I tried to focus group a “documents say whatever you want them to say” product, but it turns out the ancient sages are no better at guessing the Powerball numbers than anyone else. Even Kickstarter called me a fraud, and god knows they have no standards.
Wrong question. Your question should have been, “What do you think people 2000 years ago knew the most about?” You might include a list of items like Diet, Polical Theory, Farming, etc. Then devlop your “discoveries” from that.
I would have to agree with the above posters that most items even if they had not been destroyed by fires, would not have survived to the modern age in readable form.
Heck stuff today in books, computer disks, flash drives or other media probably won’t survive 1,000 years.
But we can hope (can’t we?) that the data will be forwarded to the next generation of storage media.
(A materials-science engineer once gave a lecture at my old university on super-hardened glass, with micro-pitting, as a long-term archival data medium. Glass and ceramics last a deuce of a long time.)
Oo, just thought of another: Old testament snark. Must. See.

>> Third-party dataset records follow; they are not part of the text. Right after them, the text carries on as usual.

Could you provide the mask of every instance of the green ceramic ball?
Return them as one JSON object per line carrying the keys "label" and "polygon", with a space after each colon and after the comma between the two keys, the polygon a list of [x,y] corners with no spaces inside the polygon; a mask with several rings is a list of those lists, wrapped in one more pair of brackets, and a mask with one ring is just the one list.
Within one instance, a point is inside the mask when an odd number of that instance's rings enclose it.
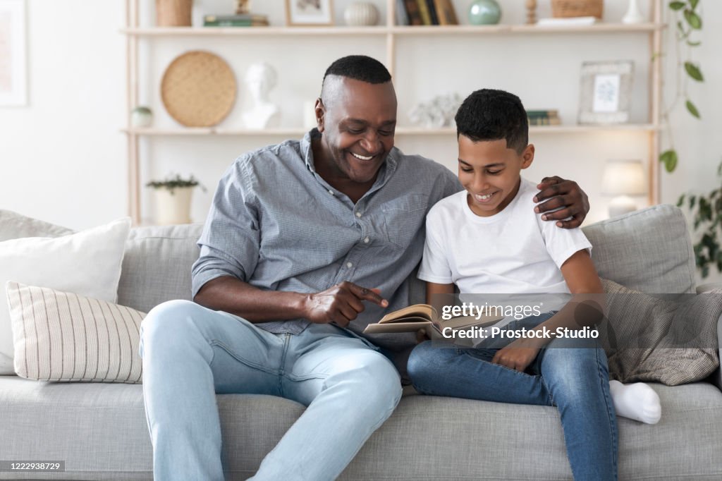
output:
{"label": "green ceramic ball", "polygon": [[494,25],[501,20],[501,8],[496,0],[475,0],[469,8],[469,22],[472,25]]}

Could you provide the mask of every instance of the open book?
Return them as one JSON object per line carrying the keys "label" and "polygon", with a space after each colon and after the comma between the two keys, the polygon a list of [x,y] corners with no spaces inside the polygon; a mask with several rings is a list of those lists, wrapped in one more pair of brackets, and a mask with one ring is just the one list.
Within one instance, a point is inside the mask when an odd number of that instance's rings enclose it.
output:
{"label": "open book", "polygon": [[364,334],[383,334],[386,332],[416,332],[424,329],[431,339],[445,339],[443,330],[463,329],[471,326],[488,327],[504,318],[503,316],[489,316],[482,313],[476,316],[460,316],[444,319],[436,309],[428,304],[414,304],[394,311],[384,316],[375,324],[369,324]]}

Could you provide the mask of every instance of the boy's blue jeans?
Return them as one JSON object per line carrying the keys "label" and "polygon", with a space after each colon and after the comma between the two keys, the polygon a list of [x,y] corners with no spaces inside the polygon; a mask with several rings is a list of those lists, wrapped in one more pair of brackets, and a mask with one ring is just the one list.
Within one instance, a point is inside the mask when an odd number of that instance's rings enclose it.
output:
{"label": "boy's blue jeans", "polygon": [[[515,321],[531,329],[554,313]],[[487,339],[480,348],[427,341],[412,351],[409,376],[417,391],[497,402],[557,406],[575,481],[617,479],[617,435],[606,356],[595,339],[554,339],[526,370],[492,363],[513,341]],[[488,347],[493,343],[494,347]]]}
{"label": "boy's blue jeans", "polygon": [[335,479],[401,395],[391,362],[331,324],[276,334],[173,300],[143,321],[140,352],[157,481],[223,480],[217,393],[270,394],[307,406],[253,477],[285,481]]}

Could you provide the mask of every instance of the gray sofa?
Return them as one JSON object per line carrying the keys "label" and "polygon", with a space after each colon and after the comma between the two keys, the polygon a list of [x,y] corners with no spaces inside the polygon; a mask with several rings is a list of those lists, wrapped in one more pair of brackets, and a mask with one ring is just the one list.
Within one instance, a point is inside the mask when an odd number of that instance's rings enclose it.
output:
{"label": "gray sofa", "polygon": [[[200,225],[134,229],[119,303],[147,311],[166,300],[188,298],[200,231]],[[653,207],[590,225],[585,233],[602,277],[643,292],[693,292],[692,248],[677,209]],[[705,382],[653,384],[663,407],[659,423],[619,419],[620,479],[722,480],[720,385],[718,371]],[[251,476],[303,411],[295,402],[267,396],[222,394],[217,402],[231,480]],[[66,462],[64,473],[0,472],[4,480],[151,480],[142,386],[0,376],[0,460]],[[342,477],[572,479],[555,408],[412,394]]]}

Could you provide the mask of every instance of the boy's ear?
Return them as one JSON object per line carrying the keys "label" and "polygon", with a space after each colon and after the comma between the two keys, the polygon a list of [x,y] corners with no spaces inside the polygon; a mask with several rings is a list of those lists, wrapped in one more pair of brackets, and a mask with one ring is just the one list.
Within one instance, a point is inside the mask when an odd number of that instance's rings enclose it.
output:
{"label": "boy's ear", "polygon": [[531,162],[534,160],[534,144],[529,144],[524,149],[524,152],[521,152],[521,168],[526,169],[531,165]]}
{"label": "boy's ear", "polygon": [[326,109],[323,108],[323,101],[321,98],[316,99],[316,105],[313,106],[313,113],[316,118],[316,128],[319,132],[323,131],[324,123],[323,116],[326,114]]}

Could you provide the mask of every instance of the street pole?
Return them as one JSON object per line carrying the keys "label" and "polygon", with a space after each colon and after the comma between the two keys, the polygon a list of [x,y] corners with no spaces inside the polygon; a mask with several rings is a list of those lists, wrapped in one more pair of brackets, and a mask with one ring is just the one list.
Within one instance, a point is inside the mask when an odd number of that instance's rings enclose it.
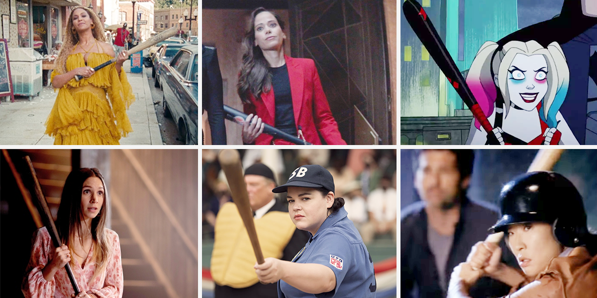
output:
{"label": "street pole", "polygon": [[137,17],[137,15],[135,15],[135,2],[136,2],[137,1],[132,1],[132,2],[133,2],[133,38],[135,38],[135,18]]}

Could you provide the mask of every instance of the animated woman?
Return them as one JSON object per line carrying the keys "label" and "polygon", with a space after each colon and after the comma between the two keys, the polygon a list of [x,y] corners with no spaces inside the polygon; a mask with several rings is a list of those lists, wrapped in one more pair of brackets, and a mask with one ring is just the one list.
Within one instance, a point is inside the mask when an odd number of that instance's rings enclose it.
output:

Learning how to read and restore them is a specialized subfield of philology called papyrology. Papyrology - Wikipedia
I was looking at this document yesterday for my own work: http://www.columbia.edu/cgi-bin/dlo?obj=princeton.apis.p612&size=300&face=f&tile=0 It’s a petition to a magistrate concerning some frauds allegedly perpetrated by the petitioner’s mother and legal guardian.
Well, that’s all cool, but your comment that was challenged referred to the Dead Sea Scrolls, not the Nag Hammadi documents; these were two completely different finds containing very different sorts of manuscripts. The Gnostic texts from Nag Hammadi are generally ignored because they are much later than the canonical NT documents and no reasonable argument can be made that they were written by the purported authors. There has been some question about the age of the Gospel of Thomas, but scholars generally date even that to at least the mid-late 2nd century, long after its claimed author was dead.
As far as the Dead Sea Scrolls, they didn’t cause the revolution in the Judeao-Christian tradition that some were expecting because, rather than contradicting the canonical OT texts, they generally confirmed their reliability in a rather remarkable way.